Rep Ranges
We will build muscle and burn fat through weights!
Ladies, gentlemen and non-binaries I hope you are all excited as I am to begin the workouts soon. This program was designed for use by anyone regardless of their experience in the gym and what their goal may be in terms of body image.
We will be using weights and the rep ranges will be in what is considered the ranges for hypertrophy, meaning muscle building, and those rep ranges will be between 8-10. The amount of sets will be about 3. So an example would be 3 sets of 10 bench press.
The rep ranges matter in the program very much. The body responds to various rep ranges differently because during exercise the body uses 2 types of muscle tissue and the nervous system itself.
It's been found that between 1 and 3 reps promote strength with higher rest times (3-5 minutes) reason because strength mainly comes from the nervous system's efficiency to push larger load in very short bursts hence why the rest times are higher and the reps are lower. Another rep range is 8-10 and that's for muscle building which is our main focus in this specific program.

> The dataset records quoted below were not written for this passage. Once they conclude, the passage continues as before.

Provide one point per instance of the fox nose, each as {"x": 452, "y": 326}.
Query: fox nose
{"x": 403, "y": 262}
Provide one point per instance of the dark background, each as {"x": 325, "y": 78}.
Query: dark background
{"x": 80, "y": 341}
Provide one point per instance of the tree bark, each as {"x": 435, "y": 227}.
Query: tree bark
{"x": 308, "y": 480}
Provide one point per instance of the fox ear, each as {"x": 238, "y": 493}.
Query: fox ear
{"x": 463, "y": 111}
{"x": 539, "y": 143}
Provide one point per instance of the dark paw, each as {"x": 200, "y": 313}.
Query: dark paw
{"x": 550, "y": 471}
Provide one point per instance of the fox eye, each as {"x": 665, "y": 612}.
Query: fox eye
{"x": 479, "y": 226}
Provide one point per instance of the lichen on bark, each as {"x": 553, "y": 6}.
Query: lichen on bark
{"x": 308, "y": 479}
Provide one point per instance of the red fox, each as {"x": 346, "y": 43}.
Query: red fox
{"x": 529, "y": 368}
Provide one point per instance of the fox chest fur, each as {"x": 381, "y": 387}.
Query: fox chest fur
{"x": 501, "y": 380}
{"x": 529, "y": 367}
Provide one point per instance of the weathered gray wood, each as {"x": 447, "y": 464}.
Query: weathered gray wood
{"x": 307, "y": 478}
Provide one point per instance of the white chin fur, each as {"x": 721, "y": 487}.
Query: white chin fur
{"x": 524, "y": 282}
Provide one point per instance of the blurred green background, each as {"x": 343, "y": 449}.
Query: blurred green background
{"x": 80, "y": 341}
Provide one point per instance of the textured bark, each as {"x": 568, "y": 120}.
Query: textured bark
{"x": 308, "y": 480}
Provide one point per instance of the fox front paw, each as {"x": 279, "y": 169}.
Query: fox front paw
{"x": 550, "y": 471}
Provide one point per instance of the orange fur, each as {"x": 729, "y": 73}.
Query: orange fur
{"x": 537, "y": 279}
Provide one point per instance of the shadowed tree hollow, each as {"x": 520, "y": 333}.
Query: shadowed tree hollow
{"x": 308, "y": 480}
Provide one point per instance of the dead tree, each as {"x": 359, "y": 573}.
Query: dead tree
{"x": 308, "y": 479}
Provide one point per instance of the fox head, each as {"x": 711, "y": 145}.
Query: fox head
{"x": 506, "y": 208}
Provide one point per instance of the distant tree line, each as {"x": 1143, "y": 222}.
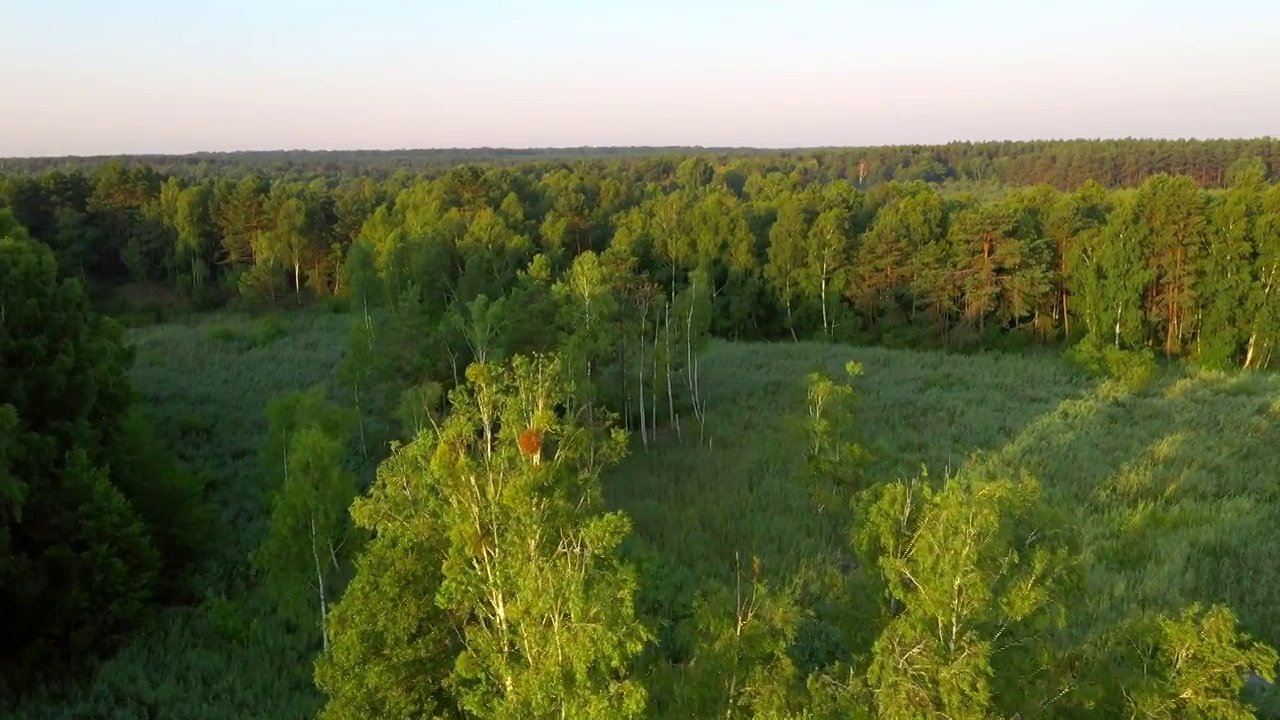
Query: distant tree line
{"x": 1061, "y": 163}
{"x": 1168, "y": 265}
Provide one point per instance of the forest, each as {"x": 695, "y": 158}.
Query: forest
{"x": 972, "y": 431}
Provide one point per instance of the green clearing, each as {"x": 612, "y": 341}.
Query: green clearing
{"x": 206, "y": 386}
{"x": 1171, "y": 487}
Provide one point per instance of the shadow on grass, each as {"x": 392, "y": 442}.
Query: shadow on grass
{"x": 698, "y": 509}
{"x": 1173, "y": 491}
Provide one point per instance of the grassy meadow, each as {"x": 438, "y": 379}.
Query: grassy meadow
{"x": 206, "y": 384}
{"x": 1173, "y": 487}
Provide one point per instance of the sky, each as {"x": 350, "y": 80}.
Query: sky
{"x": 86, "y": 77}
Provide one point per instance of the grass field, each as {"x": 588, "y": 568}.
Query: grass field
{"x": 1173, "y": 488}
{"x": 206, "y": 384}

I will write a strength related program down the road though.
8-10 is when your body relies more towards muscular endurance and incorporates two fibers of muscle tissue. They are called fast twitch and slow twitch fibers. Fast twitch is mainly used in strength and short, quick movements such as sprinting, 1-3 reps of squats and jumping.
About 15-25 the body uses mainly slow twitch fibers which all relates to endurance and fat loss. It also relates to fat loss due to an elevated heart rate but if we want to build muscle AND burn fat we will fall between 8-10 reps in the program.
Slow twitch comes in when it comes to endurance such as walking and higher repetition exercises. There are other types of muscle tissue such as cardiac and smooth muscles but those are involuntary.